For some time Harvest had been struggling with unsolved segmentation faults. I'd like to tell everyone the story of this journey. But first...
What is a segmentation fault?
Segmentation faults, or segfaults as we like to call them, are the errors that happen when a process tries to access memory it cannot physically address. Wait, what? Addressing memory? I thought I was working with Ruby and didn't have to take care of that!?
It turns out the Ruby interpreter itself has bugs (surprise!). Gems that have C extensions must worry about segfaults as well.
What was happening?
A segfault is different from other kinds of errors, because they're so terrible that they kill the process. I mean, if things get so messy in the inside that you're accessing memory you shouldn't, the best you can do is stop doing what you're doing so you don’t make it worse.
When the process dies it is usually not sent to whatever exception tracking software you use. In our case, it's Passenger that notices the segfaults and dumps the error that Ruby returns into the passenger logs.
We were aware of the segfaults, but not being on our exception tracker made them very easy to ignore. That is until we started using New Relic and lots of exceptions started happening.
But you said segfaults didn't cause exceptions, they just killed the process? You're right my friend, but let me get to the point.
What we saw on our exception tracker was a lot of exceptions happening within a three-minute period, all crashing on the same line of code in the
newrelic_rpm gem. The first suspicion, of course, was a bug in that gem. We opened a support ticket with New Relic immediately and they started investigating. On our side, we discovered that the errors happened on the same server and, with further debugging, on the same process.

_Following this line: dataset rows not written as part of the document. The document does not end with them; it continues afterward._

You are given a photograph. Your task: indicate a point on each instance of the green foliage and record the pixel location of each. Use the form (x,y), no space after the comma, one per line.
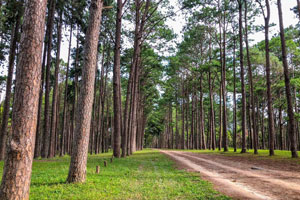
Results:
(145,175)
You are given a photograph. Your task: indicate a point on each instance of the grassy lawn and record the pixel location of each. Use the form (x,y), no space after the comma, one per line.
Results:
(262,154)
(145,175)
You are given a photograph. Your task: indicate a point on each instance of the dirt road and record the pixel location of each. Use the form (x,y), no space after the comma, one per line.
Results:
(240,178)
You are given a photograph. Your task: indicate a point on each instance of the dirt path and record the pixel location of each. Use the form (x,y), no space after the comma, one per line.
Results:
(241,179)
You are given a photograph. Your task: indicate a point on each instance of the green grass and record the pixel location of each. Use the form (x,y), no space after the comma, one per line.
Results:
(262,154)
(145,175)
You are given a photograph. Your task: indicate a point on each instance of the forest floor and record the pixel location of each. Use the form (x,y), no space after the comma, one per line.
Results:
(244,176)
(147,175)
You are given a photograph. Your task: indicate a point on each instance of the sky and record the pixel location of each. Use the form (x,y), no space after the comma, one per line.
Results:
(288,16)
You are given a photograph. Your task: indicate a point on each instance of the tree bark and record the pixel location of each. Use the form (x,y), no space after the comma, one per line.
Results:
(242,78)
(77,171)
(63,130)
(11,63)
(292,132)
(20,148)
(46,136)
(55,91)
(251,92)
(117,85)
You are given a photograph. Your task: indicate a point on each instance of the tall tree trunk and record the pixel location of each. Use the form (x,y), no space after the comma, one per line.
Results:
(202,134)
(225,137)
(55,91)
(77,171)
(182,116)
(234,97)
(20,148)
(46,136)
(252,102)
(63,130)
(292,132)
(244,127)
(298,7)
(11,63)
(117,85)
(38,140)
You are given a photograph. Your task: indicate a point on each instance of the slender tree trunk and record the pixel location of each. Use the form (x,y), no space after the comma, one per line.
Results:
(292,132)
(224,96)
(63,130)
(252,102)
(182,116)
(77,171)
(298,7)
(20,148)
(38,140)
(234,97)
(11,63)
(46,136)
(244,126)
(55,92)
(117,86)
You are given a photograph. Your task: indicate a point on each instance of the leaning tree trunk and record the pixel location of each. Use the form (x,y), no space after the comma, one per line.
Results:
(77,171)
(64,120)
(20,149)
(292,131)
(55,92)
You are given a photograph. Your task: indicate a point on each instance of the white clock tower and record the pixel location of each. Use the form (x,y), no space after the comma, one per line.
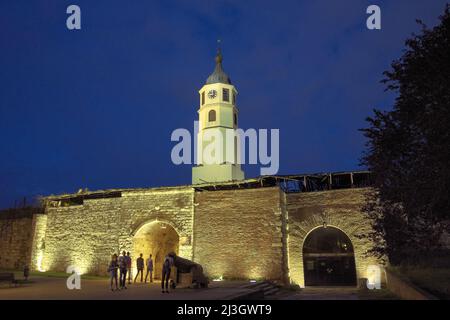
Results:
(218,117)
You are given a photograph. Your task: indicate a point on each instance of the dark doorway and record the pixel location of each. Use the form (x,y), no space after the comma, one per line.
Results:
(328,258)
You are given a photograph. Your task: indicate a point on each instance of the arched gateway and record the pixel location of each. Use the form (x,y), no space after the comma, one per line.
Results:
(328,258)
(156,238)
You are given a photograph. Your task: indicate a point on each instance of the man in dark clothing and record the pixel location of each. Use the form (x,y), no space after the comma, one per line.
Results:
(167,267)
(140,267)
(123,270)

The way New Relic works is it first spawns a parallel thread together with the Rails process. This process sends instrumentation data to New Relic. Since New Relic is a separate process, it cannot affect the performance of the primary Rails process.

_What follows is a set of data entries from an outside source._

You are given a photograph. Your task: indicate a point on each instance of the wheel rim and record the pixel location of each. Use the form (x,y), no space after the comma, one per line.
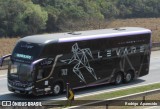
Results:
(57,89)
(128,77)
(118,79)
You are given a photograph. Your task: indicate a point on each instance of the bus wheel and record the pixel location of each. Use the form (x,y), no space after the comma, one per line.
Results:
(57,88)
(128,77)
(118,78)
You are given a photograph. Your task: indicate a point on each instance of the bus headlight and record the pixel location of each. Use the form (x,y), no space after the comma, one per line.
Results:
(29,88)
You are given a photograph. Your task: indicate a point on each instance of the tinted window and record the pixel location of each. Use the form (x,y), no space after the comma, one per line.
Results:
(26,51)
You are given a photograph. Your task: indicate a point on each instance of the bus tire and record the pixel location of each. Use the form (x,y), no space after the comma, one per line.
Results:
(118,78)
(128,77)
(57,88)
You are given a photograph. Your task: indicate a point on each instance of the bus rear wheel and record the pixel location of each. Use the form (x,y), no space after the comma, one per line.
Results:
(118,78)
(57,89)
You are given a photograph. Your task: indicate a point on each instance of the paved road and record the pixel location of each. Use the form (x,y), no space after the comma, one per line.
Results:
(153,77)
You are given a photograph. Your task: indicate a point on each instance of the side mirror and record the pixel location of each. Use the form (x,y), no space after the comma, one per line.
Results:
(36,62)
(3,58)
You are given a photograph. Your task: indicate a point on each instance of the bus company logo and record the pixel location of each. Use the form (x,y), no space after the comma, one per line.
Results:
(80,56)
(6,103)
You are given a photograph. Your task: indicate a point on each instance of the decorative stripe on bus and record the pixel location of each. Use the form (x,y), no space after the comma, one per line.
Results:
(78,38)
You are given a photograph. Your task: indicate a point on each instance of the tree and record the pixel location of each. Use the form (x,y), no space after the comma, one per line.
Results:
(21,17)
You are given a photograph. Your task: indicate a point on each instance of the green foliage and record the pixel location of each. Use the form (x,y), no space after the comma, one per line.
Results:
(23,17)
(18,17)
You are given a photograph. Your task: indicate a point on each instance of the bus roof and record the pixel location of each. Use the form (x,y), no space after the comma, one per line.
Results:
(84,35)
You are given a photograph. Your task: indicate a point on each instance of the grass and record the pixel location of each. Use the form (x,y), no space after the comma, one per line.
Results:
(7,44)
(124,92)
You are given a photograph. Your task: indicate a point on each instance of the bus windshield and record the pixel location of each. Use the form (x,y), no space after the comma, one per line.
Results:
(26,52)
(20,71)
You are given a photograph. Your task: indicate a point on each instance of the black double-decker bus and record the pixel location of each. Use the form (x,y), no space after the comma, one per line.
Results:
(43,64)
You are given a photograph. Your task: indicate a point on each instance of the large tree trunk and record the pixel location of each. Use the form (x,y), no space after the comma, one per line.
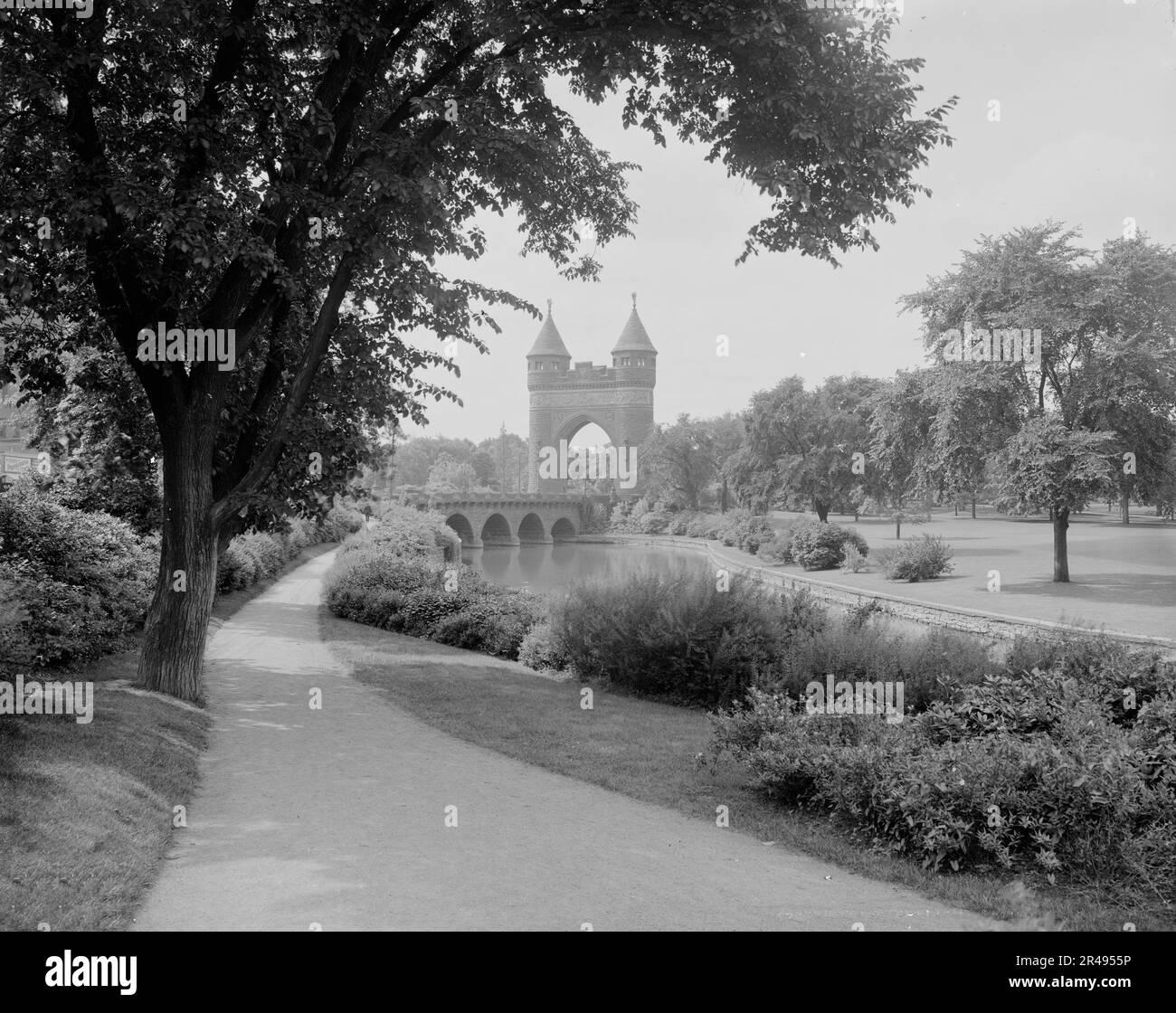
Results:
(1061,560)
(173,648)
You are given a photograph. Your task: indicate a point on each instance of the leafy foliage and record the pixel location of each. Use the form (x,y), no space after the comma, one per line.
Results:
(920,560)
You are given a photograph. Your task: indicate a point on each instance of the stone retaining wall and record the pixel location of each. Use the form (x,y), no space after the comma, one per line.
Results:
(987,624)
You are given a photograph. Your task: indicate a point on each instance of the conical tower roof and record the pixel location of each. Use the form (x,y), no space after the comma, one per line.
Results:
(634,337)
(548,342)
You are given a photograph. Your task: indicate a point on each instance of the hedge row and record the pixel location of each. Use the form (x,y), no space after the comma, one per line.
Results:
(1068,770)
(406,576)
(75,585)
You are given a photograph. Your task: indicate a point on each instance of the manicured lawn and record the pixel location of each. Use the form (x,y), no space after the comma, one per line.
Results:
(1121,577)
(650,751)
(86,809)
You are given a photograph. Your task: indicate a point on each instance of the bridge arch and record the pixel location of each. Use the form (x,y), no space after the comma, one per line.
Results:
(564,530)
(460,523)
(497,531)
(569,429)
(530,529)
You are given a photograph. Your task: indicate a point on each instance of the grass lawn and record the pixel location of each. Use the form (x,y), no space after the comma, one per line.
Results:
(1121,577)
(648,751)
(86,809)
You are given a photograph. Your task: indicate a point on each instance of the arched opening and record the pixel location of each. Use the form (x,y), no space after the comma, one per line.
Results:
(595,463)
(564,530)
(460,523)
(497,531)
(532,529)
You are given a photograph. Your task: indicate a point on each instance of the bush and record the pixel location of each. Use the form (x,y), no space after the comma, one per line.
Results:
(678,525)
(395,577)
(74,584)
(933,667)
(653,523)
(754,533)
(921,558)
(822,546)
(340,522)
(541,649)
(854,561)
(670,636)
(1021,771)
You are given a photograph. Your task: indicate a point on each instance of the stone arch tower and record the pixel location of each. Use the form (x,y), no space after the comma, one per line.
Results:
(564,397)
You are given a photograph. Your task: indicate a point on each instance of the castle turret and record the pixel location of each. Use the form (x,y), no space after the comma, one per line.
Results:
(564,399)
(634,356)
(548,353)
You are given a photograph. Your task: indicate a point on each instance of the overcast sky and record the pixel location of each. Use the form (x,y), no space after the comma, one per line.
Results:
(1086,136)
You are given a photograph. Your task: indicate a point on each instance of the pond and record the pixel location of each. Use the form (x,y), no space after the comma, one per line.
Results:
(553,568)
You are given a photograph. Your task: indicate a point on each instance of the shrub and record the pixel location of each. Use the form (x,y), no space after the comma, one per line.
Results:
(752,533)
(921,558)
(340,522)
(678,525)
(819,546)
(541,649)
(670,635)
(394,576)
(854,561)
(653,523)
(701,525)
(75,583)
(1026,771)
(932,667)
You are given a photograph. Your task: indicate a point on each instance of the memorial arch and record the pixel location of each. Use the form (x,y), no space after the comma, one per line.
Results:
(564,397)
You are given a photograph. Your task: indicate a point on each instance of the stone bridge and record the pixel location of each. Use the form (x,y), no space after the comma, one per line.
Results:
(504,518)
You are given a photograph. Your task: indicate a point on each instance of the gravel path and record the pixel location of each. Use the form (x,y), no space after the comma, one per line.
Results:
(336,818)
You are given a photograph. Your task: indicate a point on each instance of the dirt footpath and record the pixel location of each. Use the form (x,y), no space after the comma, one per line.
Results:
(337,818)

What we saw on the New Relic logs is that an agent would spawn, only to cause an exception a few minutes later and keep causing exceptions until yet another few minutes later it would stop. We have configured passenger to have every Rails process respond only to a limited amount of requests, which explained this limited lifetime pattern we saw.
The exceptions looked different on almost all these incidents, but they would repeat until the agent stopped. Here are some examples:
ERROR : Caught exception in trace_execution_scoped header. ERROR : NoMethodError: undefined method `<' for nil:NilClass
ERROR : Caught exception in trace_execution_scoped header. ERROR : NoMethodError: undefined method `count_segments' for false:FalseClass
ERROR : Caught exception in trace_method_execution footer. ERROR : NoMethodError: undefined method `tag' for #<Array:0x007f70a3c7bbe8>
On their side, Ben from New Relic pointed to a very funny exception that did get tracked:
NotImplementedError: method 'method_missing' called on unexpected T_NONE object (0x007ffa15822ca8 flags=0x400 klass=0x0). According to his analysis, this is a theoretically impossible combination of flags in Ruby Land.
Stuff that shouldn't be false
That exception got me thinking, wait, something is corrupted without causing a segfault?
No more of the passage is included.